Butterflies of the Amazon and Andes
Sela Skipper
Mimardaris sela  HEWITSON, 1866
Mimardaris sela chanchamayonis, Satipo, Peru Dave Griffiths
The subfamily Pyrrhopyginae comprises 163 species, most of which are confined to the Neotropics, although a few occur in Mexico, and a single species Apyrrothrix araxes reaches Arizona.
The Pyrrhopyginae are characterised by having a massive muscular thorax and a conical abdomen with compressed segments. The wings of most species are black, often with a metallic blue sheen, and are swept back, half covering the hindwings when the butterflies settle.
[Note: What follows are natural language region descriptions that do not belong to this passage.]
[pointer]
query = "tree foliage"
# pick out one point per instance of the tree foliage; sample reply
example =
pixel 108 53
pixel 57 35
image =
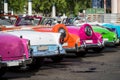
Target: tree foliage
pixel 45 6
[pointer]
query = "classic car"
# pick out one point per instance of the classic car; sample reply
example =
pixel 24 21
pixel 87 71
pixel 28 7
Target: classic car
pixel 8 20
pixel 109 37
pixel 42 45
pixel 13 52
pixel 69 41
pixel 114 27
pixel 88 38
pixel 52 46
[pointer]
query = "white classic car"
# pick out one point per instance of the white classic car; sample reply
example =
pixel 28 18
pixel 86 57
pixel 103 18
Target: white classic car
pixel 42 44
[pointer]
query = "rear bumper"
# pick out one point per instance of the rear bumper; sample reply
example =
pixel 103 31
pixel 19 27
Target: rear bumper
pixel 93 45
pixel 12 63
pixel 48 53
pixel 111 43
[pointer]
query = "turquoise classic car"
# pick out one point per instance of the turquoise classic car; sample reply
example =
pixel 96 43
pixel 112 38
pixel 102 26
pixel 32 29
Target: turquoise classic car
pixel 109 37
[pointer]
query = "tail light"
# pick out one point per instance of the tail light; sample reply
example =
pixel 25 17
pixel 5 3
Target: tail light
pixel 24 56
pixel 63 32
pixel 61 40
pixel 0 58
pixel 88 31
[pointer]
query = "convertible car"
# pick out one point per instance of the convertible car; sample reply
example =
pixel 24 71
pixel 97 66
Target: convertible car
pixel 114 27
pixel 109 37
pixel 13 52
pixel 68 40
pixel 88 38
pixel 42 45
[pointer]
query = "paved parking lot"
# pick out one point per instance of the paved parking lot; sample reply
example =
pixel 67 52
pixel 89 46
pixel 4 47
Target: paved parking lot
pixel 103 66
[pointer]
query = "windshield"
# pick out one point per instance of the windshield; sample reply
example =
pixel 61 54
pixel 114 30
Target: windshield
pixel 28 21
pixel 7 20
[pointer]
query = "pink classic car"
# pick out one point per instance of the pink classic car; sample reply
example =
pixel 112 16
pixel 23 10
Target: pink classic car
pixel 13 52
pixel 88 38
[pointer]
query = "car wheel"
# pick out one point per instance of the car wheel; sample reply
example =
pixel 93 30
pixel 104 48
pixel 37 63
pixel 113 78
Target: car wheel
pixel 81 54
pixel 57 59
pixel 98 50
pixel 36 63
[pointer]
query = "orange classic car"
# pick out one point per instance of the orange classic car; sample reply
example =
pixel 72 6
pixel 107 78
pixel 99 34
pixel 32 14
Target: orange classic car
pixel 69 41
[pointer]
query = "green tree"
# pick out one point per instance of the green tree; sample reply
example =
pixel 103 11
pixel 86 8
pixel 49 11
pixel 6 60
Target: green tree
pixel 17 5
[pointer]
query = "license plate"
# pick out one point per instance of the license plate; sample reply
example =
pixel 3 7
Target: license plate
pixel 43 48
pixel 13 63
pixel 52 48
pixel 88 41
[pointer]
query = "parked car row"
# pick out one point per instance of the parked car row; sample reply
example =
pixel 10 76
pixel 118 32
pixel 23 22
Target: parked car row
pixel 27 40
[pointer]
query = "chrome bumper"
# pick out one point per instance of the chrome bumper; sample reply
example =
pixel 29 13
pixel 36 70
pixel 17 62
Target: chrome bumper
pixel 91 46
pixel 75 49
pixel 12 63
pixel 48 53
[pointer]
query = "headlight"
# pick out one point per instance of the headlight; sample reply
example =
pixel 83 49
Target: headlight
pixel 88 31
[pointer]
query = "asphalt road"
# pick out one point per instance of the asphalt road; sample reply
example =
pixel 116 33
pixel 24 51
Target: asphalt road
pixel 103 66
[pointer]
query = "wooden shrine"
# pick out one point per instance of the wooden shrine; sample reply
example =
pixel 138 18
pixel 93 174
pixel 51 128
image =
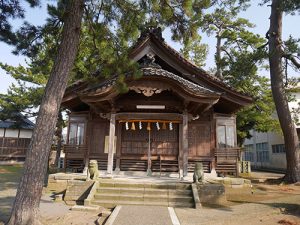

Several of the genera, including Jemadia, Elbella and Parelbella have a pattern of hyaline "windows" on the forewings, and are marked with stripes and bands of brilliant blue and white.
Mimardaris has a similar pattern but differs in that the hyaline areas windows are heavily suffused with copper, and the thoracic stripes are dark orange in colour. The 7 Mimardaris species are very similar to each other in pattern, with the exception of aerata in which the wings are unmarked and metallic olive in colour.
Mimardaris sela is the most widespread species, found in Colombia, Ecuador, Peru and Bolivia. The illustrated subspecies chanchamayonis is endemic to the Chanchamayo valley in Peru.
Mimardaris sela occurs in transitional rainforest / cloudforest habitats on the eastern slopes of the Andes, at elevations between about 400-1600m.
To be completed.
Adult behaviour

Males are usually seen when discovered imbibing mineralised water from wet rocks, or at the edges of streams at dawn. They avoid sunshine and rarely fly after 10am. When settled on the ground they hold their forewings swept back, partially covering the hindwings.